One driver told O’Sullivan, “Three or four drivers at this garage died during COVID”. Mervyn Kennedy, a father-of-three who worked at the garage for 16 years, died during the first wave. In April 2020, Kennedy’s family spoke out, exposing the lack of PPE for bus drivers. Transport for London’s director of bus operations, Claire Mann, responded by claiming PPE was “not required in non-care settings and could be counter-productive.”

Unite issued joint letters with TfL and the bus operators in April 2020, insisting that face masks and other PPE were “not recommended”. They worked to keep the service running at all costs.

75 London bus workers have died from COVID-19, according to figures released by TfL at the end of March. The impact runs deep, and the experience has left workers thinking deeply about a society that prioritises profits over lives. It is fuelling drivers’ anger and sense of injustice over the below-inflation pay deal from Arriva-Unite.

A female driver described the pay deal as, “Awful, absolutely awful. It’s a pay cut, we’re not gaining anything financially at all. Drivers are under a lot of pressure. As regards to working hours, they’re working rest days just to make ends meet. Overtime on the actual days they’re working, flat out. It’s affected social life, family life in particular—it’s a strain.”

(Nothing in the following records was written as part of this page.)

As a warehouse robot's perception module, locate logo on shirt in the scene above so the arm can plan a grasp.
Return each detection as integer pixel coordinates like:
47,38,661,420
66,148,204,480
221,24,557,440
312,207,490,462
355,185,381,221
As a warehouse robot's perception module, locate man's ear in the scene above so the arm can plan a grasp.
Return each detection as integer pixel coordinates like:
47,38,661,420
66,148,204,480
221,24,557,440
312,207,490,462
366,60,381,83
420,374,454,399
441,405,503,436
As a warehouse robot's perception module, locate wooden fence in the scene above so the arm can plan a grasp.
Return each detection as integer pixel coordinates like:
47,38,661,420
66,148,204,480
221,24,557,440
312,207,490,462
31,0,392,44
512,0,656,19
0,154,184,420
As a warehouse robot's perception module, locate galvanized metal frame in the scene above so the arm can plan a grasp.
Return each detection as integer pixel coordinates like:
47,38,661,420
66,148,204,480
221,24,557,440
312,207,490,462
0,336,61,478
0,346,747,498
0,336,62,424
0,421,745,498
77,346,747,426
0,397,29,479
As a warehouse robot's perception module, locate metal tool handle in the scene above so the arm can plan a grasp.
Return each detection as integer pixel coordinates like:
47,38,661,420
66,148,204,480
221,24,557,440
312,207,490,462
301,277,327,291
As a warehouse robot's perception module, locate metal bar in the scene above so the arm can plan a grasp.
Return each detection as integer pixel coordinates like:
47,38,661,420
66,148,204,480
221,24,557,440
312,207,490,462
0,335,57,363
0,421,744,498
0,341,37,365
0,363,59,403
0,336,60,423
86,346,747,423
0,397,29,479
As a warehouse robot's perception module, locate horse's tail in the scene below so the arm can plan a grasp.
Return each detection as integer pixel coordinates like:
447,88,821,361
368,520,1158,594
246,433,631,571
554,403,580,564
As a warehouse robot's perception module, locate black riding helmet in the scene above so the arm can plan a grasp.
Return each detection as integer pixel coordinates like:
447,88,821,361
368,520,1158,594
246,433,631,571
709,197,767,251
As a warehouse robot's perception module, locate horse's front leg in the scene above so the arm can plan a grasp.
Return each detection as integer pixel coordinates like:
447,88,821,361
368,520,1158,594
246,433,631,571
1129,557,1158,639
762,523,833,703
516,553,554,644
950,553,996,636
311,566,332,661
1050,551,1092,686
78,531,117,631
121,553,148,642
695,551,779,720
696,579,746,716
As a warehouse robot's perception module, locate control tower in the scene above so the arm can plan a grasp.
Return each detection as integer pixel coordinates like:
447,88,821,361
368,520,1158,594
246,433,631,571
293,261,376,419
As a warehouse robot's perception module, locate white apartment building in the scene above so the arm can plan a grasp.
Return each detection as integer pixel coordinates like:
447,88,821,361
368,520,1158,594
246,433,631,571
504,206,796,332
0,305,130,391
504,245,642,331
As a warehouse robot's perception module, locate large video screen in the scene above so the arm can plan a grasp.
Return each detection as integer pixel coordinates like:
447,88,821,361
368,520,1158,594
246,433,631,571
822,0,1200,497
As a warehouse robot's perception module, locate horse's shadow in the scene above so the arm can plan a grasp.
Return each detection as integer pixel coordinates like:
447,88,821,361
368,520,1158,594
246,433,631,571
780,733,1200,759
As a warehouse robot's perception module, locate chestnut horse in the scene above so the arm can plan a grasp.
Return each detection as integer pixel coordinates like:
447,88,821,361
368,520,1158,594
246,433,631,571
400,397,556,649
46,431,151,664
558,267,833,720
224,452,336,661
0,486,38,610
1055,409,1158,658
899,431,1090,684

She told O’Sullivan, “A number of friends have passed on, from COVID in particular. We have lost people in this garage.” After risking their lives, “it was a box of chocolates we were offered for COVID. I rejected it.”

She opposed the multitude of pay scales dividing drivers: “We have far too many different grades within Arriva, over 40 different grades. There’s a very visible divide, financially. We all do the same job and we’re all paid very differently.”

Another driver said of the pay offer, “It’s an insult. They just change the words around and they think we can’t figure it out. In fact, if you look at it, the last one was better than what they’re offering now!”

He agreed that drivers should be united across London, including at Arriva North and South: “That’s what I’m having a problem with, personally. We should be on the same scale. We’re facing the same problems, same road, same bikes.

“Cost-of-living is affecting everybody! You go to the shops, and what you used to buy for 20 quid, now you can’t. But it’s the same old story, they keep saying to us: ‘they don’t have money, they don’t have money, they don’t have money’. It’s the same old story they give us every year. I remember 12 years ago, they told us the company needs help—they cut our rest day money and everything, that is ‘for a couple of years’. It’s 13 years now; they never returned it to us. And now, they won’t even give us a pay rise!”

WSWS reporters pointed out that Arriva’s parent company, DB Group, recently told investors that “Revenue losses [due to the pandemic] were more than offset by higher government support payments”. DB Group’s accounts show total assets of €72 billion on December 31, 2021. Its net profit for the year improved by €5 billion. 

A driver initially refused to speak to WSWS campaigners, thinking they were from the union. But after O’Sullivan explained, “We’re not with Unite”, he stopped and took leaflets, commenting, “Everybody’s mad at the whole situation” and that “Unite is not a union.”